Due to his knowledge of German, he had been assigned a functionary position in the camp, with lighter work and better rations. As a result, he was also in a better physical condition than many other liberated prisoners. He immediately used these resources to bear witness. He deliberately wrote in German in order to make his report usable as evidence.
Jack Terry, who was still known as Jakub Szabmacher when he was liberated in the main camp, described the liberation as the saddest day of his life. It forced him to confront what his life would be after the war: he was 15 years old, and his entire family had been murdered by the National Socialists. He was alone. What was he supposed to do now?
The world had changed: borders had shifted, and the war and Nazi terror had devastated cities and regions, wiped out entire families, and deported hundreds of thousands. For many, there was nothing left to return to. Former concentration camp prisoners became so-called “DPs” — Displaced Persons. Camps were once again established for them, where some remained for years after the end of the war.
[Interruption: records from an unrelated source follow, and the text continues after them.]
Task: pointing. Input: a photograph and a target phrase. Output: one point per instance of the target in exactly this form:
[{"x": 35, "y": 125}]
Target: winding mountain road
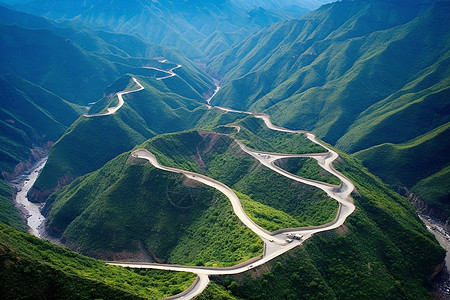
[
  {"x": 112, "y": 110},
  {"x": 170, "y": 72},
  {"x": 275, "y": 243}
]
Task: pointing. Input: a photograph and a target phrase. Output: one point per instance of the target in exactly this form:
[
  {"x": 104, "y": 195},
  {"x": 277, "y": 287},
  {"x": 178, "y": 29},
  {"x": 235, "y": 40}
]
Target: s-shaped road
[{"x": 274, "y": 243}]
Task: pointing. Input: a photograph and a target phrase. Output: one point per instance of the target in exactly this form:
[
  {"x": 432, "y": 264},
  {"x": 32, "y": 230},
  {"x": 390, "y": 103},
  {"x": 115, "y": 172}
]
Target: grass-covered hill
[
  {"x": 163, "y": 106},
  {"x": 179, "y": 24},
  {"x": 271, "y": 200},
  {"x": 421, "y": 164},
  {"x": 360, "y": 74},
  {"x": 130, "y": 210},
  {"x": 382, "y": 251},
  {"x": 30, "y": 117},
  {"x": 35, "y": 269},
  {"x": 327, "y": 77},
  {"x": 76, "y": 62}
]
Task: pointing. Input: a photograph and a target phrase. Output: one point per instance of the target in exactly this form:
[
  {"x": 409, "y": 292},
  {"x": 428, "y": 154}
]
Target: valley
[{"x": 264, "y": 156}]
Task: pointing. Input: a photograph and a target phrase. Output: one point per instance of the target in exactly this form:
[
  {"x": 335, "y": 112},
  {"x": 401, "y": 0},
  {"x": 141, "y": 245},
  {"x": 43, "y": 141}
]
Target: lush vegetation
[
  {"x": 131, "y": 210},
  {"x": 179, "y": 24},
  {"x": 35, "y": 269},
  {"x": 307, "y": 168},
  {"x": 217, "y": 156},
  {"x": 96, "y": 140},
  {"x": 421, "y": 164},
  {"x": 255, "y": 134},
  {"x": 357, "y": 86},
  {"x": 8, "y": 212},
  {"x": 382, "y": 252},
  {"x": 30, "y": 117}
]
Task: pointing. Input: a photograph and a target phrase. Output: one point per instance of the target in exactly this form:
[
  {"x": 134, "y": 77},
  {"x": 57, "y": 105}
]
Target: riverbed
[
  {"x": 30, "y": 210},
  {"x": 441, "y": 284}
]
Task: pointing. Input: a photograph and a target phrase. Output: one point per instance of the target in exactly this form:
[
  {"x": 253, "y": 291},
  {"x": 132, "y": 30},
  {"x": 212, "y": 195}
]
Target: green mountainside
[
  {"x": 163, "y": 106},
  {"x": 359, "y": 74},
  {"x": 179, "y": 24},
  {"x": 8, "y": 212},
  {"x": 130, "y": 210},
  {"x": 30, "y": 117},
  {"x": 374, "y": 255},
  {"x": 383, "y": 245},
  {"x": 370, "y": 77},
  {"x": 421, "y": 164},
  {"x": 217, "y": 156},
  {"x": 35, "y": 269}
]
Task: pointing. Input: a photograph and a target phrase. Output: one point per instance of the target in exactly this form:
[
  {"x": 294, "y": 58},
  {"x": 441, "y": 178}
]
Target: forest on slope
[
  {"x": 340, "y": 71},
  {"x": 364, "y": 76}
]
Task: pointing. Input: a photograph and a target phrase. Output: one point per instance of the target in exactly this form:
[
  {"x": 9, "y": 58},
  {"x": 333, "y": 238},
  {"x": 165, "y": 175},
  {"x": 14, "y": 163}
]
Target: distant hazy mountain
[
  {"x": 181, "y": 24},
  {"x": 359, "y": 74},
  {"x": 45, "y": 65}
]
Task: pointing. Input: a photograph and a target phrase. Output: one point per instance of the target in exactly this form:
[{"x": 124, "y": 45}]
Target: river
[
  {"x": 441, "y": 284},
  {"x": 32, "y": 211}
]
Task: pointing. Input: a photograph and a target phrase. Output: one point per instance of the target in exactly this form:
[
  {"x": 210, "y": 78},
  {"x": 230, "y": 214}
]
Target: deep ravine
[{"x": 31, "y": 211}]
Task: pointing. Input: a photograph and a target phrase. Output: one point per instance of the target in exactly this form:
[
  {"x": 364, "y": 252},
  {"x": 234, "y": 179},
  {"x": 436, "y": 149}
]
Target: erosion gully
[{"x": 35, "y": 220}]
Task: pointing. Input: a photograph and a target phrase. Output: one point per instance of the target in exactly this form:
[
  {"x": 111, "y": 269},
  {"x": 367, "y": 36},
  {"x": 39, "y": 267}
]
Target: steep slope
[
  {"x": 167, "y": 105},
  {"x": 331, "y": 73},
  {"x": 358, "y": 73},
  {"x": 218, "y": 157},
  {"x": 421, "y": 164},
  {"x": 31, "y": 117},
  {"x": 43, "y": 53},
  {"x": 180, "y": 24},
  {"x": 138, "y": 212},
  {"x": 35, "y": 269},
  {"x": 370, "y": 257}
]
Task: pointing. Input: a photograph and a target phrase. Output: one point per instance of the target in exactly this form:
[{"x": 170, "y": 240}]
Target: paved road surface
[
  {"x": 112, "y": 110},
  {"x": 275, "y": 243}
]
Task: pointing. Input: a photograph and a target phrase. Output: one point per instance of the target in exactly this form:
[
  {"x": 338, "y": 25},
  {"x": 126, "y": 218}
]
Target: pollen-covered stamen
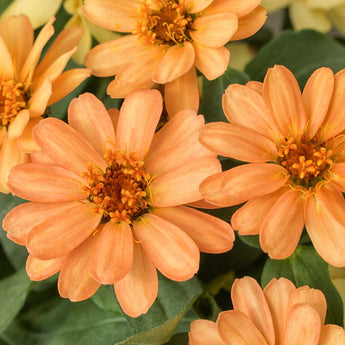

A DP camp was also set up in 1947 at the site of the former Flossenbürg main camp.
Shortly after his liberation, Shelomo Selinger suffered from amnesia and was unable to recall his camp experiences for seven years—a protective mechanism the body uses to process trauma. Later, he explored his concentration camp imprisonment through art, as did Vittore Bocchetta. The trauma, however, remained—for the rest of there life.
Anna Mettbach, a German Sinte woman who survived the death march from the Wolkenburg satellite camp to Dachau, says of this: “These are images that constantly haunt me. And that is why I cannot relate to the word ‘liberation.’ It is ever-present. It was not the prisoner who was liberated, but the camp from the prisoner.”